Takipçiler demişken oraya da değineyim. Oyunda 8 adet takımınıza katabileceğiniz NPC bulunuyor, hepsi kendi adına başarılı sayılabilse de eksiklikleri var: Nadiren konuşuyorlar, çoğu yalnızca ilk tanıştığınızda iki çift laf ediyor sonraysa oyun sonuna kadar pek az konuşuyor, ayrıca pek azı kendi görevlerine sahip. Kısaca hiçbiri kötü sayılmasa da iyi de diyemeyeceğim karakterler.

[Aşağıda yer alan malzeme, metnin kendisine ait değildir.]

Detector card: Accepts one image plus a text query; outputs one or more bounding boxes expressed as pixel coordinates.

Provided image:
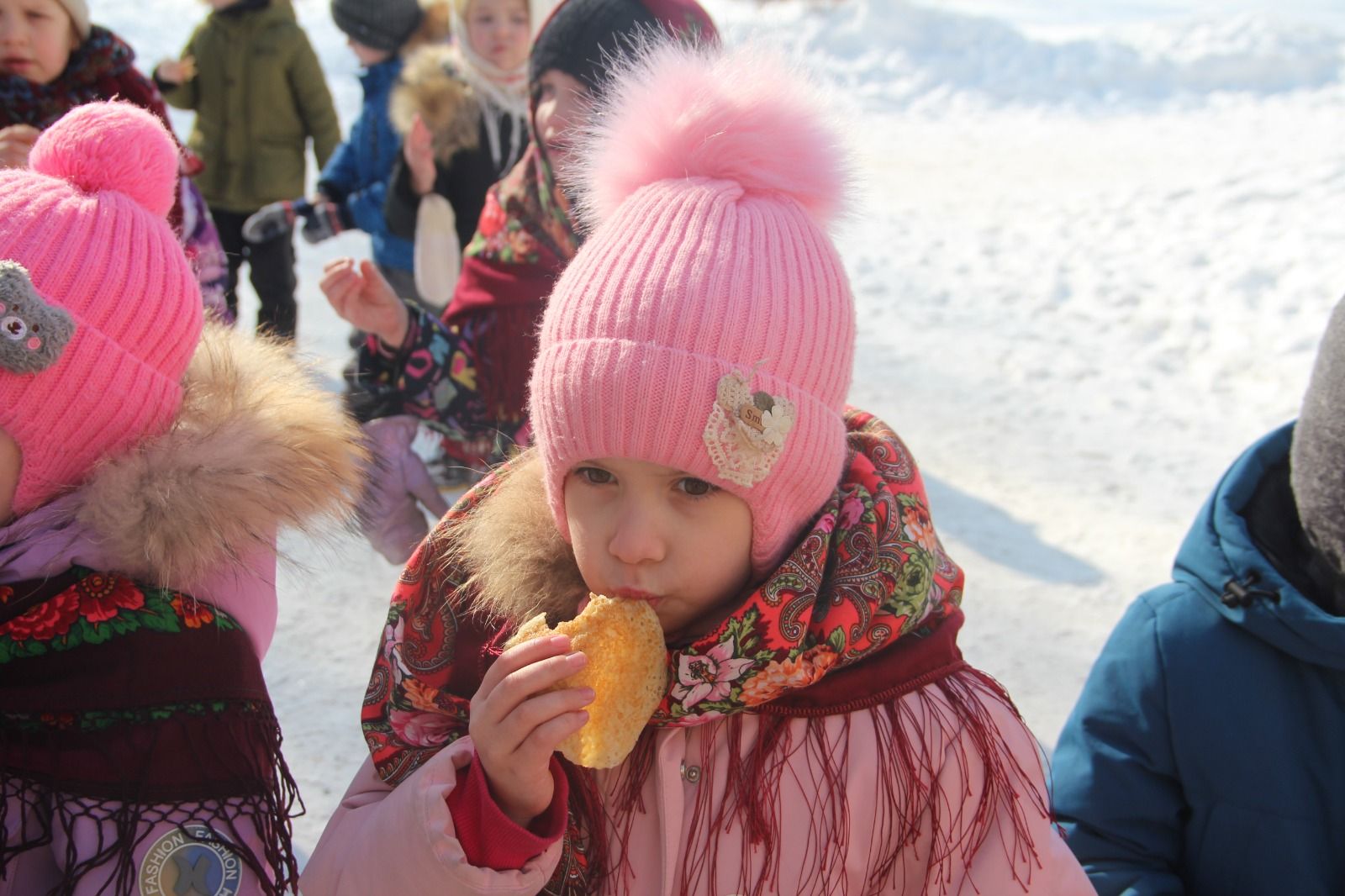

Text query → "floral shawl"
[442,137,580,419]
[361,409,1038,893]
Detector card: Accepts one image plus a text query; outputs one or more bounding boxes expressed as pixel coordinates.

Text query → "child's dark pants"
[210,208,298,340]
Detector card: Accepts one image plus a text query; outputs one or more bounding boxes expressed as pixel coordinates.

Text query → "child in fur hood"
[303,45,1091,896]
[0,103,363,896]
[383,0,554,309]
[321,0,717,562]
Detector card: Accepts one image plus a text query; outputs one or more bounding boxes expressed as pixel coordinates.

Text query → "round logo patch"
[140,825,244,896]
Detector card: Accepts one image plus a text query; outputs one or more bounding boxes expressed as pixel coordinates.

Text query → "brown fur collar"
[76,324,366,582]
[388,45,482,164]
[440,450,588,625]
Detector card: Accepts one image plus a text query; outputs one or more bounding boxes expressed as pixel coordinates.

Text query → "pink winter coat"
[0,327,365,896]
[301,689,1094,896]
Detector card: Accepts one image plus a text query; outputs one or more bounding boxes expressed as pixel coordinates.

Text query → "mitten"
[359,414,448,564]
[244,199,314,242]
[300,199,354,242]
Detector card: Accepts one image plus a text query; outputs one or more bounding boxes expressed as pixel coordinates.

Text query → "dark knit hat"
[1289,293,1345,573]
[332,0,425,52]
[529,0,718,94]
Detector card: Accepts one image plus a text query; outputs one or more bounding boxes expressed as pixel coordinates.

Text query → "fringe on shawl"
[0,704,304,896]
[583,665,1049,896]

Sonuç: Wasteland 3 kötü bir oyun olmamakla beraber, önceki oyunun üzerine pekte bir şey koyabilmiş değil. Oynanış açısından yeni oyunculara kolaylık sağlayacak bir sadelik ve hemen herkesi memnun edecek bir derinlik içermekle birlikte; hikaye anlamında önceki oyununa kıyasla hem nicelik hem de nitelik bakımından geride kalıyor. Oyunun en zayıf bölümlerinden birininde finali olduğunu belirtmek gerek. Güya sizi ikilemde bırakacak, zorlu kararlar almanızı sağlayacak o olaylar dizisi gerçekten sönük bir biçimde bitiyor.

Puanım: 7,8

NOT: Oyun Xbox Game Pass'te de bulunmakta. Benim gibi aptallık ederek bu oyunu Steam'den almayın derim, zira indirimde bile 150TL gibi cep yakan bir fiyata sahip. Hatta benim önerim cRPG türüne giriş yapmak istiyorsanız Pillars of Eternity, Tyranny, Pathfinder Kingmaker, Divinity Original Sin gibi oyun ve oyun serilerini oynamanız öncelikle. Fiyatları çok daha uygun olmakla birlikte daha iyi bir tecrübe sundukları kanısındayım. Ya da illa ki Wasteland oynayacağım, diyorsanız ikinci oyuna bakın derim.